Dans Sociologie de l’Algérie sorti en 1958, Bourdieu parlait des Kabyles et des Mozabites, de la vie villageoise, des systèmes de parenté, de la place des femmes, de coutumes et de religions. Son Algérie était essentiellement rurale et le colonisateur n’y apparaissait qu’en fin d’ouvrage, dans un chapitre judicieusement intitulé Aliénation et qui lui servit de conclusion.
Travail et travailleurs en Algérie m’apparaît comme une prolongation de cette conclusion dans laquelle Bourdieu pointait les conséquences socio-culturelles de la colonisation sur le colonisé.

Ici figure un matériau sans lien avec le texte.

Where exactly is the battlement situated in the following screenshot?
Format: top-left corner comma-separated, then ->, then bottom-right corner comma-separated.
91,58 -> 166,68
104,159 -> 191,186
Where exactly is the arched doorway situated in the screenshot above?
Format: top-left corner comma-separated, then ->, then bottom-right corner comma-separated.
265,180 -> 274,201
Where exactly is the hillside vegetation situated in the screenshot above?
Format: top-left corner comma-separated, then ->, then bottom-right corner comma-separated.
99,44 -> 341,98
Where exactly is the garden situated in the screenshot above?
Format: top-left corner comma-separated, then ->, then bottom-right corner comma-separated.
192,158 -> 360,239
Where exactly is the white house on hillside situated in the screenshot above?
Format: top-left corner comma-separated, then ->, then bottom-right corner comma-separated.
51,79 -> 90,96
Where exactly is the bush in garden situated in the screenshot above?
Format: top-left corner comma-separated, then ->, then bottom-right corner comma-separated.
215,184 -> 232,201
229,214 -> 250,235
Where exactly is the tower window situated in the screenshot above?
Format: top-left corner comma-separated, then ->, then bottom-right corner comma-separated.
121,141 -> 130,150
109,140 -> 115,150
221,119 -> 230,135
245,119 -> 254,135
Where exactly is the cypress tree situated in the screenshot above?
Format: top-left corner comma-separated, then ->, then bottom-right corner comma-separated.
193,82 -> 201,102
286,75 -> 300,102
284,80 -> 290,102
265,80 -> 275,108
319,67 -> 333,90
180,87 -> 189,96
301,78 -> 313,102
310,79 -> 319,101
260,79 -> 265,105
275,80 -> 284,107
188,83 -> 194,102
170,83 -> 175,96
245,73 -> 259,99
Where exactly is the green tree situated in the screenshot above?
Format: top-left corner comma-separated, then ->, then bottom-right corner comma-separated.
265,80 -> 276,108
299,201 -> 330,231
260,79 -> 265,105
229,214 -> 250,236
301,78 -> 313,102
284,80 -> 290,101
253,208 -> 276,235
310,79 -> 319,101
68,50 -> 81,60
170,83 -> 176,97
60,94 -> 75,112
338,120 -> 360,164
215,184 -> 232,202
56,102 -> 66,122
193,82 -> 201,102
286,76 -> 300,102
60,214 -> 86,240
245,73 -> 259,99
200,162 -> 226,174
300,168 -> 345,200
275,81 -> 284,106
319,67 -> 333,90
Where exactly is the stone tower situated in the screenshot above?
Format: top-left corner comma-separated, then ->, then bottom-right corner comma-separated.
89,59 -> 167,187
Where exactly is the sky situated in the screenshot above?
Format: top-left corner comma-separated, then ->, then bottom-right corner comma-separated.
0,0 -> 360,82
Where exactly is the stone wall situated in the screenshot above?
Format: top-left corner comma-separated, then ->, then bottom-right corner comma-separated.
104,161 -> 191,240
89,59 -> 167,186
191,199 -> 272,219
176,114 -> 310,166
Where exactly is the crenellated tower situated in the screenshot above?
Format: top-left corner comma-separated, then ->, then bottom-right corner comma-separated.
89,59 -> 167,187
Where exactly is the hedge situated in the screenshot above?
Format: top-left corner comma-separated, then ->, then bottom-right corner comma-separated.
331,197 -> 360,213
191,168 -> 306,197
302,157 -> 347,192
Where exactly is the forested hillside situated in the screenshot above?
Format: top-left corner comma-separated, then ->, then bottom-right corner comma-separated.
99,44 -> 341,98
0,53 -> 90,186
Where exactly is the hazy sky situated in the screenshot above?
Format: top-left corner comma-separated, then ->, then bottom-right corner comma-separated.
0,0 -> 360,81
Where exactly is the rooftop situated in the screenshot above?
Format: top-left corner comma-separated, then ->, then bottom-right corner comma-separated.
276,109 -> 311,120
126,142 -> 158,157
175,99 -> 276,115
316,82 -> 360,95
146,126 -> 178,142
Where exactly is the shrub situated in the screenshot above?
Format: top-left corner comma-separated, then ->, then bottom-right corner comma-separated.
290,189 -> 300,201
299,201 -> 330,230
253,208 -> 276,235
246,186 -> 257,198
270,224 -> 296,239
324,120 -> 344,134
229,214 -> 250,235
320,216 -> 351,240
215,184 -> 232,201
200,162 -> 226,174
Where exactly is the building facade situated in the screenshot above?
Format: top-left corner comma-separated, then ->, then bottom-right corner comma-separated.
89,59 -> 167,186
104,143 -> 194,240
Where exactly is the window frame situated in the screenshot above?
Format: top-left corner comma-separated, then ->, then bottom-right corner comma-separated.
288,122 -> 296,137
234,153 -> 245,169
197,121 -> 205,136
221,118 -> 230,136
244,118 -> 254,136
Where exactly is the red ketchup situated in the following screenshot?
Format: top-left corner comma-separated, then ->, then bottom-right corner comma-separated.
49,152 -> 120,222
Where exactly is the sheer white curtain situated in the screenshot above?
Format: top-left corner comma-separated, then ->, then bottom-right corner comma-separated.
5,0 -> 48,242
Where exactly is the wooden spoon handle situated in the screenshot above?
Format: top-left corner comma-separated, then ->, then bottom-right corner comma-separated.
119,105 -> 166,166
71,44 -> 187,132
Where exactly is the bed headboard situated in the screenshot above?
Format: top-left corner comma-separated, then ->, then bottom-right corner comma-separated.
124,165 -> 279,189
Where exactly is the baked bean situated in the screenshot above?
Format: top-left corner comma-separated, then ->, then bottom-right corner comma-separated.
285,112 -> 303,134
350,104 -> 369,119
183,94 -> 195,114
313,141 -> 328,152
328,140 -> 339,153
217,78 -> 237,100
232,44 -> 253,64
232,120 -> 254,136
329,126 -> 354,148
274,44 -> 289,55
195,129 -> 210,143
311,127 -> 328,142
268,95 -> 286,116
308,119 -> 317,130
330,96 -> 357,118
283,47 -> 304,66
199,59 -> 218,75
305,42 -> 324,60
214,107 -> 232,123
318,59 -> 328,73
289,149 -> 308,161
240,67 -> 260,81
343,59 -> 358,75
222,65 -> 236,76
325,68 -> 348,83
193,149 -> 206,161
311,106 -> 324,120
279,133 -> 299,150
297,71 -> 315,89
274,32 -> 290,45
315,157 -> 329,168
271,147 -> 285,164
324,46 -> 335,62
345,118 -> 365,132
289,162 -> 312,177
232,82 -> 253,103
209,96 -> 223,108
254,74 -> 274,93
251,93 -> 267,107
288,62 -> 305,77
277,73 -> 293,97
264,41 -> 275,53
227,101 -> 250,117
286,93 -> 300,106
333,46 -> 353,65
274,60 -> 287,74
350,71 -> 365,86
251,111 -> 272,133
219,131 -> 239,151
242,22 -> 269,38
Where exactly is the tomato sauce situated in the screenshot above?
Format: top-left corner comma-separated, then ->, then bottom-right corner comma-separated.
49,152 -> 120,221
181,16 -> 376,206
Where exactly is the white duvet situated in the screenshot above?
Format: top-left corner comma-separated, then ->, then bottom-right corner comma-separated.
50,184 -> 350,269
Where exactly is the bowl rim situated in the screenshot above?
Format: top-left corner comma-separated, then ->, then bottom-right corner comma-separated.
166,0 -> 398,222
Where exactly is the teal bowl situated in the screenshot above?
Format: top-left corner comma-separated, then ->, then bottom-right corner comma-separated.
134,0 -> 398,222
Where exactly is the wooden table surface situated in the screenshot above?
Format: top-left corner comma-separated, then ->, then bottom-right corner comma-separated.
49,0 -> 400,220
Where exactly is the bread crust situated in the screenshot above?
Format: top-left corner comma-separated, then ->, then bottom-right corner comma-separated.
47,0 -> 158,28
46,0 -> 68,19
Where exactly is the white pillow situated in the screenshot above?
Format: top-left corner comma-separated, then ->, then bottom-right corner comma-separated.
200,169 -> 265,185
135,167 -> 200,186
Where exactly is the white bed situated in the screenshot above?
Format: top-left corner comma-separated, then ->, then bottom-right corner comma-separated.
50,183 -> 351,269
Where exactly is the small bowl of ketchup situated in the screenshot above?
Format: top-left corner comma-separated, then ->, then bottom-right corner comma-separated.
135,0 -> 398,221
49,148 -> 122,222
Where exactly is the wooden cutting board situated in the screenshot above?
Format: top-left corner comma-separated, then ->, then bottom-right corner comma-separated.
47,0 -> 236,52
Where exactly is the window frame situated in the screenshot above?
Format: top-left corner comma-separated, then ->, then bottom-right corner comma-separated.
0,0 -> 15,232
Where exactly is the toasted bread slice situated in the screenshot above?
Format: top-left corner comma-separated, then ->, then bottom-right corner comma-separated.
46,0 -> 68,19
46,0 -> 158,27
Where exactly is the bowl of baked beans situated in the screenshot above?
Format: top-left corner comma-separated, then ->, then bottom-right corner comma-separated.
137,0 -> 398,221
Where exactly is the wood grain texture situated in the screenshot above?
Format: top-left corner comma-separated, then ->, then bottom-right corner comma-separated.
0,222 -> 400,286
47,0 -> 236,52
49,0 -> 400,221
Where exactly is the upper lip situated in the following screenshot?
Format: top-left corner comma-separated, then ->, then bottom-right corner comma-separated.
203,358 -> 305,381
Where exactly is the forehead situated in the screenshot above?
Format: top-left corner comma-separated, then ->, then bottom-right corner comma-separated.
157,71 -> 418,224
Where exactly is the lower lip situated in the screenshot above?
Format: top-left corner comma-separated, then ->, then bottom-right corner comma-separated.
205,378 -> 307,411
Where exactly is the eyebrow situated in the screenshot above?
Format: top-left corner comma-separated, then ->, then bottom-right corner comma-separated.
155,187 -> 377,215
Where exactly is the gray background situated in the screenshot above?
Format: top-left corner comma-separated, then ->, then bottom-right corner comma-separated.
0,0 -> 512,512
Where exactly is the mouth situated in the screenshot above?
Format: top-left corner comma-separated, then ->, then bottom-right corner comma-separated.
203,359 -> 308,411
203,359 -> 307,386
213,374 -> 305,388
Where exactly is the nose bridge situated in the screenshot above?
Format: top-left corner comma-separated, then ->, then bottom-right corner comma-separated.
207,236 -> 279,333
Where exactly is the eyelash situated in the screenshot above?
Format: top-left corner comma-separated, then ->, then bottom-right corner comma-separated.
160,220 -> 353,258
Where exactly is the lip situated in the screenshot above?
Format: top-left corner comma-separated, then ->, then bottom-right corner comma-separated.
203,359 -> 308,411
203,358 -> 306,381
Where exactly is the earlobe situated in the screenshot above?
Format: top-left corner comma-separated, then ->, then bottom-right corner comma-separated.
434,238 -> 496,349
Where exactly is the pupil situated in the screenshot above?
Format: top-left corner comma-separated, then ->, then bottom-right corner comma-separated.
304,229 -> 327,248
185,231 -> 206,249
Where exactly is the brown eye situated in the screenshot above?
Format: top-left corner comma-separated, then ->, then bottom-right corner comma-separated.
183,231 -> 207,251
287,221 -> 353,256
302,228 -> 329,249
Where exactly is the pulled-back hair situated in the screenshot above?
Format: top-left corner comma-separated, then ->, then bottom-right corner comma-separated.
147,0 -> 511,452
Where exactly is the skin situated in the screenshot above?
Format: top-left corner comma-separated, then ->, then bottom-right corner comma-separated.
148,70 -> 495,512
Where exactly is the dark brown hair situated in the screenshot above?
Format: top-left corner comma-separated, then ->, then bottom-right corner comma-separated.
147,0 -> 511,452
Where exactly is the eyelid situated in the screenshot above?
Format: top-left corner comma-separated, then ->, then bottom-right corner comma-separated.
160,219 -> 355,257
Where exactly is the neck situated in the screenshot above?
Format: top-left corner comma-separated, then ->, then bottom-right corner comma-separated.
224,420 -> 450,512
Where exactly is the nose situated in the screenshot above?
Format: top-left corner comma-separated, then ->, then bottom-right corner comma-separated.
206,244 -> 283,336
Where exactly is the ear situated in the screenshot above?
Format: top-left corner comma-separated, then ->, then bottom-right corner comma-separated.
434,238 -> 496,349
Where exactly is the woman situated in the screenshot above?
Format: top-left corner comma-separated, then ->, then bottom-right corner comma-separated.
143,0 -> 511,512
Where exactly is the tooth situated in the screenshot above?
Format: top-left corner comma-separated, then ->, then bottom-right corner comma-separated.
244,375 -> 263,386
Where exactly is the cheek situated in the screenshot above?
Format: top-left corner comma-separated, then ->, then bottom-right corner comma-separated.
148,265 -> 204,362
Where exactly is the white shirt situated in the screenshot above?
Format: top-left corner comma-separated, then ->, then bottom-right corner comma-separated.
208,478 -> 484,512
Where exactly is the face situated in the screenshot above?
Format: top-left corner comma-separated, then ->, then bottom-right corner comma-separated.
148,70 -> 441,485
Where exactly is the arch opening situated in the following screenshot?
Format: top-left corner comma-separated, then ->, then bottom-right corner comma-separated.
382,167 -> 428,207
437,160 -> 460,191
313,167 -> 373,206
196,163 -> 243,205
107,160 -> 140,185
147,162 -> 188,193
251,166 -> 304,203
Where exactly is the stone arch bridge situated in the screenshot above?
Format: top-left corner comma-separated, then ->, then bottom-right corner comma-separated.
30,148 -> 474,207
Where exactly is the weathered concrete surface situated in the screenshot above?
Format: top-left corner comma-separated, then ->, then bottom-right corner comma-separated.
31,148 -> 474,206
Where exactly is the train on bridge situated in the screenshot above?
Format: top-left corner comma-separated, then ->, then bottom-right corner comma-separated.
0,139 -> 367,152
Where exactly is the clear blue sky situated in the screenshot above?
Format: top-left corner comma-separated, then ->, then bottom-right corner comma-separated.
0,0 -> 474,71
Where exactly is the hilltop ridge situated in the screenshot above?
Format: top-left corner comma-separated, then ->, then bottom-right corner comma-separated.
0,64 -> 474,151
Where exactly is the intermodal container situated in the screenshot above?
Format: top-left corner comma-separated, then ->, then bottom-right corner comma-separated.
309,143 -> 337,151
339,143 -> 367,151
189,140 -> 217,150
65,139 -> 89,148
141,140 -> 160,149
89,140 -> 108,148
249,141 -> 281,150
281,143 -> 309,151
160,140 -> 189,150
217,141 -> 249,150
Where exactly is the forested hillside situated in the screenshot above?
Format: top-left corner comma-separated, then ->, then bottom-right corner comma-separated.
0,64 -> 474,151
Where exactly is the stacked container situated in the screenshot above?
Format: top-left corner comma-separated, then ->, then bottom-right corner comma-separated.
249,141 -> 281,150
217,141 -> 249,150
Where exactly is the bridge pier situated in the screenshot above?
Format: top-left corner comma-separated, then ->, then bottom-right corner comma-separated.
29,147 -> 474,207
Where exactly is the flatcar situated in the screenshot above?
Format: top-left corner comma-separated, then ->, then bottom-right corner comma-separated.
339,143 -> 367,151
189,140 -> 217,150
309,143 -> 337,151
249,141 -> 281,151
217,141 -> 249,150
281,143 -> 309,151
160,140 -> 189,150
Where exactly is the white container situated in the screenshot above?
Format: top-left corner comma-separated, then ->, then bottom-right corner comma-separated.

Dans ce livre, nous ne sommes plus dans les villages de Kabylie mais dans des villes où se presse une population paupérisée que la terre ne nourrit plus et que la guerre a poussé là.
Ce sous-prolétariat des villes et ces ruraux déracinés sont abonnés à la misère et à la fatalité dans un société coloniale en pleine décomposition. Rien ne les préparait au salariat et au chômage, à se penser comme individu et comme homo oeconomicus (ce « monstre anthropologique » comme le dira plus tard Bourdieu), à s’imaginer autrement qu’en fellah travaillant une terre trop souvent ingrate. La guerre coloniale fait rage et ils sont désarmés. La lecture de leurs témoignages m’a remis en tête les propos des darwinistes sociaux sur les « inutiles au monde », les « pauvres indignes de tout intérêt » qui n’ont plus de place au banquet de la vie.

L’espoir est un luxe et leurs rêves sont mesurés. Ils se sentent prisonniers d’une société dont les valeurs sont à cent lieues des leurs et dont la logique leur échappe. Issus de sociétés paysannes dans lesquelles tout individu a une place, parce qu’au sein de la communauté, tout est fait pour que chacun fasse « quelque chose plutôt que rien », pour que chacun ait en somme un « gagne-pain » modeste mais qui leur confère une dignité, ces hommes sont sans ressource, condamné à la survie quotidienne, à vivre dans un univers urbain où l’entraide ne va plus forcément de soi, confronté pour la première fois à un monde moderne qui n’a pas besoin d’eux. Rappelons-le, la colonisation est à la fois captation de richesses, mise au pas de l’autochtone et entreprise de déculturation.
Déboussolés, ils maudissent alors non le système capitaliste et sa froide logique, mais les individus ou les forces obscures qui les empêchent d’accéder à une situation salariale sécurisante ; fatalistes autant que lucides, ils sont persuadés que sans piston, l’insertion sociale est impossible ; que faire quand on est illettré et sans qualification professionnelle, sinon compter sur un appui ? Leur rêve ? Trouver un boulot régulier, n’importe lequel et quel que soit le salaire, pour sortir de l’insécurité permanente et s’imaginer un avenir, rejoindre en somme le maigre contingent d’ouvriers algériens stables dans l’emploi ; ou bien constituer un modeste pécule et se faire commerçant ou artisan.

« Cet immense sous-prolétariat qui campe aux marges des cités modernes, est prisonnier d’une contradiction indépassable : enfermés dans l’existence au jour le jour et dans l’angoisse chronique du lendemain, tous ces hommes sont maintenus dans l’impossibilité absolue de calculer » nous dit Bourdieu. Ils savent compter mais pas calculer : compter les quelques pièces qui leur permettront d’acheter un bout de pain, mais pas calculer, c’est-à-dire prévoir, anticiper et se projeter.
A l’Indépendance en 1962, près de la moitié de la population algérienne, rurale ou urbaine, vit dans la plus grande des misères. Les hommes rencontrés par Bourdieu étaient du nombre.